ASDParser algorithm overview

Copyright 1995, 1999, 2008  James A. Mason
last modified 2010 Aug 21 (retargeting a link at the bottom)

Given an ASD grammar, a phrase to parse and a list of phrase types, one of which is expected to correspond to the phrase as a whole, the ASDParser performs a depth-first search through the grammar, starting with a grammar node that matches the first item (e.g., word) in the phrase, trying to reach a final node in the grammar whose end label matches one of the expected phrase types at the same time that the end of the entire phrase has been reached.   If the search is successful, the parser has found a first parse for the given phrase.  It can then be made to backtrack and try to find additional successful parsings of the given phrase. (If desired, the parsing algorithm can be modified easily to proceed in a breadth-first manner,  as will be indicated later in these notes.)

    A parse of a given phrase proceeds in a left-to-right, bottom-up manner, with the initial phrase structure consisting of a list of the words in the given phrase.  The parsing algorithm consists of a basic loop, on each iteration of which the parse is advanced, if possible, in one of four different ways:  
  1. to an initial node in the grammar which corresponds to the next item in the phrase structure, thus beginning a subphrase;
  2. to a non-initial node in the grammar which matches the next item in the phrase structure;
  3. to a dummy node in the grammar which follows the current node, and results in insertion of a dummy item into the phrase structure; or
  4. from a final node in the grammar, which results in replacement of the current subphrase by its syntactic type, at the top level of the phrase structure, with the subphrase hanging below (i.e. dependent on) the replacement item.  For example (using the grammar for English cardinal numbers), if the phrase structure before the advance is.
     CARDINAL(1) MULTIPLIER(1) and(1) DECADE(1) UNIT(2)
         |           |                   |        |
       UNIT(1)     hundred(1)         twenty(1)  one(1)
         }
       five(1)

    
and the advance is from node UNIT(2) in the grammar,  corresponding
          to the item at the end of the top level of the phrase structure, then the
          new phrase structure becomes

     CARDINAL(1) MULTIPLIER(1) and(1)     CARDINAL
         |           |                       |      
       UNIT(1)     hundred(1)         -----------------
      
         }                           
DECADE(1) UNIT(2)
       five(1)                           |        |
                                      twenty(1)  one(1)
                                    
    
At this point, the new item, CARDINAL, at the top level in the phrase structure
          does not yet have an associated instance number, and the parse continues
          from node and(1) in the grammar.

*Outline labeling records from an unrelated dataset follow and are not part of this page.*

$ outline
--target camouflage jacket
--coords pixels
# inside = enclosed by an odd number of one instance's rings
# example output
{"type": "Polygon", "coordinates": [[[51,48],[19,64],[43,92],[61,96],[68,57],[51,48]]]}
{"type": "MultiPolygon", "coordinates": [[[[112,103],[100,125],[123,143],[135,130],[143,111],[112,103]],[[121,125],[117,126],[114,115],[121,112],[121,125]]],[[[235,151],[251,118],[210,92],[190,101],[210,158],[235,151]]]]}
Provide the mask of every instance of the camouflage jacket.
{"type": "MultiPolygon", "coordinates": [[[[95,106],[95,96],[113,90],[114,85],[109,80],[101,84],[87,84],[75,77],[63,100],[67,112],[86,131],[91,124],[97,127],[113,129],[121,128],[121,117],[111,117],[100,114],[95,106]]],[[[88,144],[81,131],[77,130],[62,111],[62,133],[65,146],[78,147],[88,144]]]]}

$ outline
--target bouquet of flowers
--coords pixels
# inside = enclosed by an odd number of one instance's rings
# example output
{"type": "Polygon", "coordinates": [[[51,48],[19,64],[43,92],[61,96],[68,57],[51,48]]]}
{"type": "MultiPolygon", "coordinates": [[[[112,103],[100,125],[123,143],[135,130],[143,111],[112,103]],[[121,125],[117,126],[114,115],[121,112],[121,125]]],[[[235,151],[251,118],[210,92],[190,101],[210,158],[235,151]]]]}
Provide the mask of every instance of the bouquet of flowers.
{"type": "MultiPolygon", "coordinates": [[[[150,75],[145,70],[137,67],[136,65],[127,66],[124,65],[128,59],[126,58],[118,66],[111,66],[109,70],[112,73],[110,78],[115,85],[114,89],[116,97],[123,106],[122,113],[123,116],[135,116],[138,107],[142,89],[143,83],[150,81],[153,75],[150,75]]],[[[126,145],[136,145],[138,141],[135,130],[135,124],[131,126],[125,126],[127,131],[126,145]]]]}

If none of these four possibilities for advancing the parse is available, the parse has reached a dead end.  Then it must backtrack to an earlier point of local ambiguity, if there have been any, and try an alternative there which hasn't been tried yet. 

    The semantic action algorithms for nodes in the grammar are applied in cases (1), (2), and (3), before the parse completes its advance to the kind of node in question.  Evaluating the semantic action augmentation may indicate that the current direction in which the parser is searching through the grammar should not be continued, and that the parser should backtrack to the most recent point of local ambiguity, if any, and try searching in a different direction from there.  Semantic action augmentations can even indicate that the entire parse should be terminated, if the grammar writer decides that is appropriate in certain cases. 

    The semantic value computations for final nodes in the grammar are applied in case (4), when a subphrase is replaced at the top level of the phrase structure by its syntactic type.  The value computed becomes the semantic value for the new top-level item that represents the completed subphrase. 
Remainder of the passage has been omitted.